Entre os maiores destaques deste protótipo encontram-se os pneus sem ar, o recurso a materiais reciclados e, claro está, o facto de contar com apenas um farol que, em caso de necessidade, pode ser usado como lanterna.

Mais perto da realidade

Se o Manifesto não antecipa nenhum modelo em concreto, o Dacia Bigster, por outro lado, dá-nos um vislumbre do futuro topo de gama da marca romena do Grupo Renault.

Tal como o Manifesto, também o protótipo do Bigster deixa patente a preocupação da Dacia com a sustentabilidade: 20% do plástico usado neste protótipo é reciclado.

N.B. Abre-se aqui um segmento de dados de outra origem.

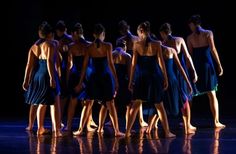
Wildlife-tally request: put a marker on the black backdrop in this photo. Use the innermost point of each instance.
(23, 19)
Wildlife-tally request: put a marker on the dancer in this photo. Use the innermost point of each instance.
(100, 85)
(150, 79)
(202, 48)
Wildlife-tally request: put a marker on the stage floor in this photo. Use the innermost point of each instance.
(14, 139)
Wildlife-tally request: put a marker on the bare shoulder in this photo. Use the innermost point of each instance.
(107, 44)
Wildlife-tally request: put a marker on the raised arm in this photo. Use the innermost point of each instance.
(111, 65)
(189, 60)
(178, 64)
(133, 66)
(214, 52)
(162, 65)
(29, 68)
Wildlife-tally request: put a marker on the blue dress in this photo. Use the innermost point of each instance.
(75, 74)
(173, 101)
(207, 78)
(64, 40)
(100, 81)
(39, 91)
(148, 80)
(123, 95)
(181, 81)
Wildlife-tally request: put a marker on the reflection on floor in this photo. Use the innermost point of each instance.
(14, 139)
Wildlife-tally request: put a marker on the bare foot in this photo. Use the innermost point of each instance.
(170, 135)
(192, 127)
(67, 129)
(29, 128)
(78, 133)
(119, 134)
(143, 123)
(189, 131)
(219, 125)
(108, 124)
(43, 131)
(90, 129)
(93, 124)
(127, 134)
(100, 131)
(58, 134)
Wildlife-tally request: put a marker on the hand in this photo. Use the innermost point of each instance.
(130, 87)
(25, 86)
(195, 77)
(79, 87)
(190, 88)
(220, 70)
(165, 84)
(52, 83)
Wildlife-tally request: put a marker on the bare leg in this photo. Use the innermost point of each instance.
(84, 117)
(127, 115)
(133, 113)
(102, 117)
(63, 102)
(71, 111)
(55, 121)
(114, 119)
(141, 120)
(151, 122)
(214, 108)
(32, 116)
(163, 117)
(40, 119)
(188, 128)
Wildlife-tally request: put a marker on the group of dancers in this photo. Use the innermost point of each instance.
(140, 70)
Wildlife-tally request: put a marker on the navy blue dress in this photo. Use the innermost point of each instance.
(186, 96)
(100, 81)
(75, 74)
(207, 78)
(173, 98)
(123, 95)
(148, 80)
(39, 91)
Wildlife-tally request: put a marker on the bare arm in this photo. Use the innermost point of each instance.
(189, 60)
(29, 68)
(162, 65)
(50, 51)
(111, 65)
(84, 68)
(132, 67)
(178, 64)
(214, 52)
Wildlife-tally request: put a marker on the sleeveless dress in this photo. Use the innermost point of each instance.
(182, 83)
(148, 80)
(123, 95)
(100, 81)
(39, 91)
(207, 78)
(173, 101)
(75, 74)
(64, 40)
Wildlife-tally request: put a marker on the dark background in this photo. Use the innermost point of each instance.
(23, 19)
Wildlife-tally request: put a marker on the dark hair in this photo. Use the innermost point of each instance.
(98, 29)
(78, 28)
(166, 28)
(123, 25)
(45, 28)
(195, 19)
(145, 26)
(60, 25)
(121, 43)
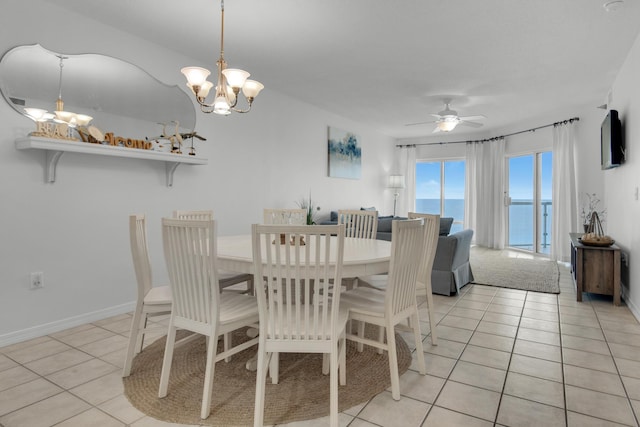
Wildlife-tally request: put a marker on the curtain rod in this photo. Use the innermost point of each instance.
(562, 122)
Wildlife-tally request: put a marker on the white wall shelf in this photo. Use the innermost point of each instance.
(55, 148)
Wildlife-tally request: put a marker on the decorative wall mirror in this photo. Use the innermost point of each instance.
(120, 96)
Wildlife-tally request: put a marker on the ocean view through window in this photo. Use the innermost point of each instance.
(530, 202)
(440, 190)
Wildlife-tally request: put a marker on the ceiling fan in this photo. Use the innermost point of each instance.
(448, 119)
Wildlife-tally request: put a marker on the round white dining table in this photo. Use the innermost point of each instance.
(362, 257)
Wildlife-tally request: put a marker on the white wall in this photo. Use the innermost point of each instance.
(76, 229)
(621, 184)
(616, 187)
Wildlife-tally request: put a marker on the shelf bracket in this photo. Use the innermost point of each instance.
(170, 168)
(52, 158)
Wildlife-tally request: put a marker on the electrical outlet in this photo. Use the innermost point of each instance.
(37, 280)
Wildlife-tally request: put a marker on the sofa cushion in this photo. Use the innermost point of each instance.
(445, 226)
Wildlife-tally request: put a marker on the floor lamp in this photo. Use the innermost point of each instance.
(396, 182)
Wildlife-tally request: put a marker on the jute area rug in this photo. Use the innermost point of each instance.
(495, 268)
(302, 392)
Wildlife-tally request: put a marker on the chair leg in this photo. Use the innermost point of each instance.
(208, 377)
(133, 340)
(227, 346)
(417, 336)
(250, 287)
(361, 325)
(274, 367)
(333, 389)
(261, 378)
(393, 363)
(432, 316)
(325, 364)
(342, 355)
(168, 358)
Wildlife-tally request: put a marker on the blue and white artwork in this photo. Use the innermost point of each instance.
(345, 154)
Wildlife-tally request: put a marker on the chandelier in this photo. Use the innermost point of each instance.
(59, 115)
(230, 81)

Com chegada ao mercado prevista para 2024, o novo SUV da Dacia será o primeiro modelo da marca a concorrer no segmento C, mas vai, ainda assim, assentar na plataforma CMF-B, a mesma usada pelos outros modelos da marca no segmento imediatamente abaixo.

Dacia Bigster Concept
O Bigster Concept antecipa a entrada da Dacia no segmento C.

Para já ainda não se sabe a que motorizações vai recorrer, mas não nos admirávamos se contasse com uma versão híbrida como o Jogger e, claro está, com uma motorização bi-fuel a gasolina e GPL, uma solução que tanto sucesso tem garantido à Dacia.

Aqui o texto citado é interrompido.